They have to be seen in the context of the larger structures they are
part of.
Peter
Barry explains structuralism by taking Good
Morrow, a poem by John Donne as an example.
According to him, a structuralist believes that a poem can be understood
only if one has a clear notion of the genre which that poem belongs to. Any single poem is an example of a particular
genre and the genre and the example relate to each other. In the case of Donne’s poem Good Morrow, the relevant genre is the
‘alba’ or ‘dawn song’. A dawn song is a poetic form in which lovers lament the
approach of daybreak because it means that they must part. But the ‘dawn song’ can be understood only by
the concept of courtly love. Further,
the ‘dawn song’ being a poem presupposes a knowledge of poetry. Thus, the sturcuralist
approach takes the reader further and further away from the text. It takes him into larger and comparatively
abstract questions of genre, history and philosophy rather than closer and
closer to it. Peter Barry uses the analogy of chicken and eggs. He considers the dawn song, courtly love,
poetry as the chicken and Donne’s poem as the egg. For structuralists
determining the nature of the chicken is the most important activity, whereas
for the liberal humanists the close analysis of the egg is important.
Thus
in the structuralist approach to literature there is a constant movement away
from the interpretation of the individual work and there is a drive towards
understanding the larger abstract structures which contain them. These structures are usually abstract such as
the notion of the literary or the poetic or the nature of narrative.
The
arrival of structuralism in Britain and the USA in the 1970s caused a great
deal of controversy because literary studies in these countries had very little
interest in large abstract issues which the structuralists wanted to
raise. The Cambridge Revolution in
English Studies in 1920s encouraged
close study of the text in isolation from all wider structures and
contexts. It was purely ‘text
based’. But structuralism brought a
topsy turvy change in the principles of literary criticism by switching its
attention from eggs to chicken.
Though
structuralism began in the 1950s and 1960s, its roots can be traced in the
thinking of the Swiss linguist, Ferdinand Saussure. Saussure concentrated on the functions of
language. He emphasised on how meanings
are maintained and established in a language.
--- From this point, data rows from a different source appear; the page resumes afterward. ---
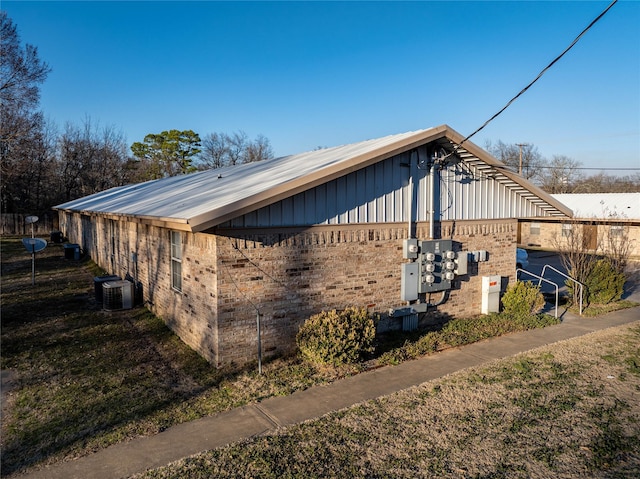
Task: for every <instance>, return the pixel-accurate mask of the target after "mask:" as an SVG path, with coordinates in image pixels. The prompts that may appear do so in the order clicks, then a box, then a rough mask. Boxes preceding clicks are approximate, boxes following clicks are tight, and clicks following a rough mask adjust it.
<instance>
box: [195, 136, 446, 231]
mask: <svg viewBox="0 0 640 479" xmlns="http://www.w3.org/2000/svg"><path fill="white" fill-rule="evenodd" d="M449 130H450V128H449V127H448V126H447V125H442V126H439V127H436V128H431V129H428V130H425V131H421V132H419V133H416V134H415V135H412V136H409V137H407V138H404V139H403V140H401V141H397V142H394V143H391V144H389V145H384V146H381V147H380V148H377V149H375V150H372V151H369V152H367V153H364V154H361V155H358V156H354V157H353V158H350V159H348V160H345V161H342V162H340V163H338V164H337V165H334V166H330V167H327V168H323V169H321V170H318V171H316V172H314V173H311V174H309V175H306V176H304V177H302V178H297V179H295V180H292V181H289V182H286V183H283V184H281V185H278V186H277V187H275V188H272V189H270V190H267V191H264V192H260V193H257V194H255V195H253V196H250V197H247V198H244V199H242V200H240V201H237V202H234V203H230V204H227V205H223V206H221V207H220V208H216V209H215V210H212V211H209V212H207V213H203V214H202V215H199V216H195V217H193V218H190V219H189V225H190V227H191V230H192V231H193V232H200V231H205V230H207V229H210V228H212V227H214V226H217V225H219V224H221V223H224V222H225V221H229V220H231V219H233V218H237V217H238V216H242V215H244V214H246V213H249V212H251V211H254V210H256V209H259V208H262V207H263V206H267V205H269V204H272V203H275V202H277V201H280V200H283V199H285V198H288V197H290V196H293V195H296V194H298V193H301V192H303V191H305V190H308V189H311V188H314V187H316V186H318V185H321V184H323V183H326V182H328V181H331V180H334V179H336V178H339V177H341V176H344V175H347V174H349V173H351V172H354V171H357V170H360V169H362V168H366V167H367V166H369V165H372V164H374V163H377V162H379V161H383V160H386V159H387V158H391V157H393V156H396V155H399V154H401V153H404V152H406V151H411V150H413V149H414V148H417V147H419V146H421V145H424V144H426V143H430V142H431V141H434V140H436V139H438V138H442V137H443V136H445V135H446V133H447V131H449Z"/></svg>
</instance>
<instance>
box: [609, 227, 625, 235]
mask: <svg viewBox="0 0 640 479" xmlns="http://www.w3.org/2000/svg"><path fill="white" fill-rule="evenodd" d="M609 231H610V236H611V237H621V236H624V227H623V226H621V225H612V226H611V229H610V230H609Z"/></svg>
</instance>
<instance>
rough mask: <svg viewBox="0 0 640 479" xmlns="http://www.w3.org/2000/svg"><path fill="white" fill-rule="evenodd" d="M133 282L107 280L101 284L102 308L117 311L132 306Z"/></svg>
mask: <svg viewBox="0 0 640 479" xmlns="http://www.w3.org/2000/svg"><path fill="white" fill-rule="evenodd" d="M133 298H134V295H133V283H132V282H130V281H109V282H106V283H103V284H102V308H103V309H104V310H105V311H118V310H120V309H131V308H133Z"/></svg>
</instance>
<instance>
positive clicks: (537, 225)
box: [529, 223, 540, 235]
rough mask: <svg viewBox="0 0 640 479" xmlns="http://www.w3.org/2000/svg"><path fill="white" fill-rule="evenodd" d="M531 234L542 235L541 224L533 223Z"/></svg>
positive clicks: (530, 226) (530, 231) (538, 223)
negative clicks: (540, 233)
mask: <svg viewBox="0 0 640 479" xmlns="http://www.w3.org/2000/svg"><path fill="white" fill-rule="evenodd" d="M529 234H532V235H539V234H540V223H531V224H530V229H529Z"/></svg>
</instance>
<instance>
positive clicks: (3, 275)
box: [1, 238, 228, 476]
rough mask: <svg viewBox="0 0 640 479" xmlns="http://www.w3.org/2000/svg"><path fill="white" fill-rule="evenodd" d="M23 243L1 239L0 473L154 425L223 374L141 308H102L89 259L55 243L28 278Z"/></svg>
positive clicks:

He said that the meanings we give to words are purely arbitrary and that
these meanings are maintained by conventions only. For instance, the word ‘book’ does not
contain the meaning in itself but it is only we who have given the meaning to
it. Secondly, he said that the meanings of words are relational and no word can
be defined in isolation. For example the word ‘good’ will have the meaning only
when the word ‘bad’ exists. Thirdly Saussure emphasised that language
constitutes our world. Meaning is always
attributed to the object by the human mind and expressed through language.
Then
Peter Barry enumerates the functions of the structuralist critics. According to
him, the structuralist critics relate the text to some larger structures such
as literary genre, a network of intertextual connections or recurrent patterns
or motifs. They interpret literature in terms of a range of underlying
parallels with the structures of language.
Peter
Barry cites Roland Barthes’ book S/Z as an example for structuralistic
criticism. In S/Z, Roland
Barthes comments exhaustively on Balzac’s famous story Sarrasine. The five codes identified by Barthes in S/Z are:
a) The
proairetic code - This code provides indications of actions (eg. They began
again)
b) The
hermeneutic code – This code poses puzzles which creates narrative suspense
(eg. He moved stealthily and opened the door)
c) The
cultural code – This code contains references beyond the text ( eg. Baptism, a
ceremony to cleanse a person of his sin)
d) The
semic code or connotative code – This code when organised around a particular
proper name constitutes a ‘character’ ( eg. He is a good Samaritan)
e) The
symbolic code – This code consists of contrasts and pairings ( eg. Male and
female)
After 1966, two new theories in context with
structuralism emerged. They are Deconstruction and Post-structuralism.